2. The Secretary of State refused her application on 1 July 2011 and refused to reconsider the matter following a letter from the appellant’s solicitors. The Secretary of State then took considerable time to decide on removal, the appellant being here at all times but eventually the decision was made and the Secretary of State decided that she should be removed, hence the appeal.
3. The judge had, as he put it, considerable sympathy for the appellant she having come to this country shortly before her 18th birthday, her father having brought her here with her younger brother. But a decision was made (the judge put it down to her and her family) that she should remain here and he made the point that all her studies and obtaining of qualifications was done while she was deliberately flouting the laws of this country and she had thereby avoided the need to seek entry clearance which might have been granted, who knows, in order to obtain those qualifications. It follows that the Article 8 claim upon which the appeal and indeed the application was based is exceedingly weak. Private life established while an individual is here unlawfully for obvious reasons carries much less weight than private life established while a person is here lawfully. It is true that once the Secretary of State is aware of unlawful presence failure to decide within a reasonable time to remove may sometimes enable the person concerned to establish the right to private life a little more strongly but the starting point must be that unlawful presence is not something which gives rise to a claim which is at all strong.
4. The Immigration Judge decided that her qualification as a quantity surveyor was more than capable of being transferred to Nigeria and there was nothing within her background which suggested she would not be supported by her family based in the United Kingdom while she re-established herself in Nigeria and it is quite impossible to quarrel with that conclusion.
5. Now the reason why leave to appeal was granted was that the Upper Tier Tribunal Judge decided that although it was not a matter raised before the judge and whilst it might come to nothing, it was arguable that consideration ought to have been given to the transitional provisions relating to long residence applications in view of the fact that the appellant’s application was made before 9 July 2012 given the delay by the respondent in taking enforcement action. The problem of course is that she would not have qualified under the fourteen year Rule which was the only one upon which she would have been able to rely before July 2012 and in fairness to Mr Plowright he recognises it would not have been possible for her to have relied upon it. Indeed he represented her below and it may well be that if there had been anything in that point he would have spotted it. I am sure he knows immigration law and he was right not to rely upon that. It is perhaps unfortunate that some hope has been given to the appellant by a mistaken grant of leave to appeal.

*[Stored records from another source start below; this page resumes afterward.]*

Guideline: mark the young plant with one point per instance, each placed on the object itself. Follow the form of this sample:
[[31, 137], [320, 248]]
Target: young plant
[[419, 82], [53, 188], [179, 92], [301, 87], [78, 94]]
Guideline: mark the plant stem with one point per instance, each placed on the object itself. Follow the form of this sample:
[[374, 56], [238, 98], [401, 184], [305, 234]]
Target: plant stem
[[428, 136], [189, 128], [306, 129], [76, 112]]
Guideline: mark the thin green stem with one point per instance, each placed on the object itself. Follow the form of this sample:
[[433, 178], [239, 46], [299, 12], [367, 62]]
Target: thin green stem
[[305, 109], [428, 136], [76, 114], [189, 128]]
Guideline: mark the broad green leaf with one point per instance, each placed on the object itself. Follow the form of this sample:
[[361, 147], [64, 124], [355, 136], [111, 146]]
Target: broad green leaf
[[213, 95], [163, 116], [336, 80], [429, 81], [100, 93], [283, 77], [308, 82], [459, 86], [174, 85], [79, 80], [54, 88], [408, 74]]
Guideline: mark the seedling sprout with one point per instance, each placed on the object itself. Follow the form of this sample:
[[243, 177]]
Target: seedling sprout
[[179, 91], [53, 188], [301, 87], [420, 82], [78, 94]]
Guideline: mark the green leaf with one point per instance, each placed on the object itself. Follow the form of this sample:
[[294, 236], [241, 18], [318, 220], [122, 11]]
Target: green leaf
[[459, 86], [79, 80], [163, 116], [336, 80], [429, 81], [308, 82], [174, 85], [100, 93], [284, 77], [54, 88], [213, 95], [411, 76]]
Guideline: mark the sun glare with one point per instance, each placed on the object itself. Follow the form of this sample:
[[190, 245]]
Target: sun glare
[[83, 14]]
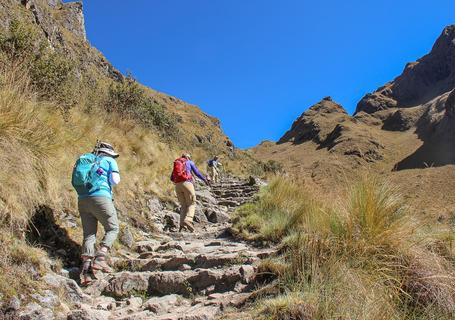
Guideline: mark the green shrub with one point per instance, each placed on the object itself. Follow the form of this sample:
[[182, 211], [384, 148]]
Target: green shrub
[[366, 258], [52, 74], [19, 44]]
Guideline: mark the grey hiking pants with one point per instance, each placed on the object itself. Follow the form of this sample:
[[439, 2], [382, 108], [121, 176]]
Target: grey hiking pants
[[92, 210]]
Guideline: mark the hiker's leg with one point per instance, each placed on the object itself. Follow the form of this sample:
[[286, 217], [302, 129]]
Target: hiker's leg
[[215, 175], [209, 172], [179, 189], [89, 226], [190, 199], [107, 215]]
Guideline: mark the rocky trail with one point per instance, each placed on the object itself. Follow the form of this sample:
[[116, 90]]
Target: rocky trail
[[181, 276]]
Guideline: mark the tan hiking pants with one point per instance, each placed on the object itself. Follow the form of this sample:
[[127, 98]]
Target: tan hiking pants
[[187, 198], [92, 211]]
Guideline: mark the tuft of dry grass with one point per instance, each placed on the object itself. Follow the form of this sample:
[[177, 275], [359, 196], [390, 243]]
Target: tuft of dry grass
[[367, 257]]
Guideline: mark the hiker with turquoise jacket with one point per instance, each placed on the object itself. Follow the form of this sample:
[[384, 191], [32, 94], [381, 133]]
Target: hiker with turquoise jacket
[[94, 176]]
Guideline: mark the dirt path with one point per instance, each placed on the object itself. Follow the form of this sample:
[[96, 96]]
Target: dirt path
[[185, 276]]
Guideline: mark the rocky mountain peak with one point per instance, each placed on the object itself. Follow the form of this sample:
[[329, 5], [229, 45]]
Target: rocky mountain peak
[[421, 81], [315, 123], [70, 15]]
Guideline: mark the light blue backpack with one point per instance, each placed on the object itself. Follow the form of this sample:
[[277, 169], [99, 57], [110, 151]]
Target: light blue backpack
[[87, 174]]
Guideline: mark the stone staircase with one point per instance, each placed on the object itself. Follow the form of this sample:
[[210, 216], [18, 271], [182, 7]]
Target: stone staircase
[[182, 276]]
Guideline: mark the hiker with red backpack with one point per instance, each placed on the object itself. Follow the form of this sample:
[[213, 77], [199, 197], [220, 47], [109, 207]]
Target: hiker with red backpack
[[94, 176], [182, 177]]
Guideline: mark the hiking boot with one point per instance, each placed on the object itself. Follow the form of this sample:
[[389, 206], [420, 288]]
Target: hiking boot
[[100, 263], [186, 226], [87, 278]]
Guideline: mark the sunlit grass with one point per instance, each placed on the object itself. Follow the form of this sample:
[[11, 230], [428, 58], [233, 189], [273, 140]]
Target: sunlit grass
[[367, 257]]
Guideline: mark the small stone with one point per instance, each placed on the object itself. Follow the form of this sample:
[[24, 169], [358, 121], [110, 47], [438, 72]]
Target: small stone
[[34, 311], [184, 267], [126, 237], [14, 304], [135, 302]]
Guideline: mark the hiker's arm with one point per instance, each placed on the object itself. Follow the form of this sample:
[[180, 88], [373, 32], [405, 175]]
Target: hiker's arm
[[114, 178]]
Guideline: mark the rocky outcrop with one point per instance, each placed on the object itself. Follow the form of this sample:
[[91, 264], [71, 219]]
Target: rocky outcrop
[[315, 123], [181, 275], [421, 81]]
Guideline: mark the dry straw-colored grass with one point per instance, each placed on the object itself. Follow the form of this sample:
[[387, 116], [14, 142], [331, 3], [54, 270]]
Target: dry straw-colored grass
[[38, 147], [366, 257]]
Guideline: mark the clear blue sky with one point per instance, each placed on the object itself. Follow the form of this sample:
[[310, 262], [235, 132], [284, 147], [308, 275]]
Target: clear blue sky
[[258, 64]]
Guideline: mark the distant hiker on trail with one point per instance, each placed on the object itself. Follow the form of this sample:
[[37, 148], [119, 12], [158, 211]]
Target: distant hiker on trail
[[94, 175], [213, 169], [183, 179]]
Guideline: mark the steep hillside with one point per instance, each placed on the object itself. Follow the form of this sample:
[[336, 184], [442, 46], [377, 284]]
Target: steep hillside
[[404, 130]]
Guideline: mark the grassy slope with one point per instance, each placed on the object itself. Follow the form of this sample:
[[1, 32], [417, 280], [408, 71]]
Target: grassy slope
[[46, 121]]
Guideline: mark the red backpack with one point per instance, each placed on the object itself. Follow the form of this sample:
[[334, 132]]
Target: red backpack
[[179, 173]]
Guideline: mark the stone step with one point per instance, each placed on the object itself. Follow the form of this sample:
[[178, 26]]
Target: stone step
[[168, 307], [185, 283], [152, 261]]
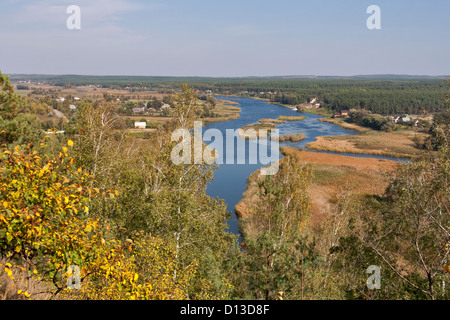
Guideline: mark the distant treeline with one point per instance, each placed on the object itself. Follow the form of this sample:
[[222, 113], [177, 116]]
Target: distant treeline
[[388, 95]]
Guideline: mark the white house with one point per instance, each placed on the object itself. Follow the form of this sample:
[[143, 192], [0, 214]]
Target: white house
[[140, 125], [406, 119]]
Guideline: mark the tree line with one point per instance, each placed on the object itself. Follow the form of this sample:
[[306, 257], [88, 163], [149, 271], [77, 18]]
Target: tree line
[[113, 216]]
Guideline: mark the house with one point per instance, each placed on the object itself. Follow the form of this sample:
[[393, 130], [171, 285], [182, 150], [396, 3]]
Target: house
[[138, 110], [396, 119], [406, 119], [140, 125]]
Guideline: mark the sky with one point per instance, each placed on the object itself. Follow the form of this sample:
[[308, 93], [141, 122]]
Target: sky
[[225, 38]]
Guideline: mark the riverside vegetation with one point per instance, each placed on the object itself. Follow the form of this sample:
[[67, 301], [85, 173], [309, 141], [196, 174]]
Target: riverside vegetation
[[140, 227]]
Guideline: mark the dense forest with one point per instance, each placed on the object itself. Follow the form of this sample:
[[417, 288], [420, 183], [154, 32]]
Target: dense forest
[[115, 218]]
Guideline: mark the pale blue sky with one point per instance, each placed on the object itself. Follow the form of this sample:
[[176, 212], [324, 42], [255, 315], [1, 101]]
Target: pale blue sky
[[225, 38]]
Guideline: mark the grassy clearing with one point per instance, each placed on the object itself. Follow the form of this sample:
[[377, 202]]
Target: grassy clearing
[[373, 142], [292, 118], [346, 125], [292, 137], [332, 175], [254, 131], [271, 121]]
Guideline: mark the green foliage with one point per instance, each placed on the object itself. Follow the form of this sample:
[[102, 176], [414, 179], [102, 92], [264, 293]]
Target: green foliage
[[15, 126]]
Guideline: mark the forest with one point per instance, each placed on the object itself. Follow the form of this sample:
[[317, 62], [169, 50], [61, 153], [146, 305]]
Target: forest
[[114, 218]]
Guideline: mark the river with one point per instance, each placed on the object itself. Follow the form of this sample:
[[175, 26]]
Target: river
[[230, 180]]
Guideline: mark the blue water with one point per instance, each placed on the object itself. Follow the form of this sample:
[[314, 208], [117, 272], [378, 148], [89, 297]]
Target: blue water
[[230, 180]]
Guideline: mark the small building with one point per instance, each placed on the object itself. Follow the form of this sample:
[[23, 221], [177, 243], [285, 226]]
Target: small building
[[140, 125], [406, 119], [138, 110], [396, 119]]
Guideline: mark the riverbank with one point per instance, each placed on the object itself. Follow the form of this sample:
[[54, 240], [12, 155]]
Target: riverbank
[[332, 175], [346, 125], [226, 110], [396, 145]]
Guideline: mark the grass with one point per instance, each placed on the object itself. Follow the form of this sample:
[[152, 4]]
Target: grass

6. Mr Plowright did make the point that there was no Home Office Presenting Officer below and the positive adverse findings about the decision of the family to flout the law was one which was not put in terms to the appellant or her family who were present before the Immigration Judge. There was of course no cross-examination. They gave their evidence or confirmed so far as necessary the contents of the statements that had been put in. However it is clear to us that the conclusions reached by the Immigration Judge were inevitable. Either she decided of her own accord to overstay and the family were unaware of and were in no way complicit in it. That is improbable to say the least, particularly having regard to her age, and it was indeed less damaging to her case if this was something which the family were complicit in rather than her doing it entirely on her own and one must bear in mind her age at the time, she was only 17. We are afraid that there is no irregularity which can be relied on in support of this appeal on the basis of those findings by the Immigration Judge. He was in our view inevitably entitled to come to them and it is difficult and indeed Mr Plowright was not able to put forward any matter which would have mitigated those conclusions. In all those circumstances this appeal must be dismissed.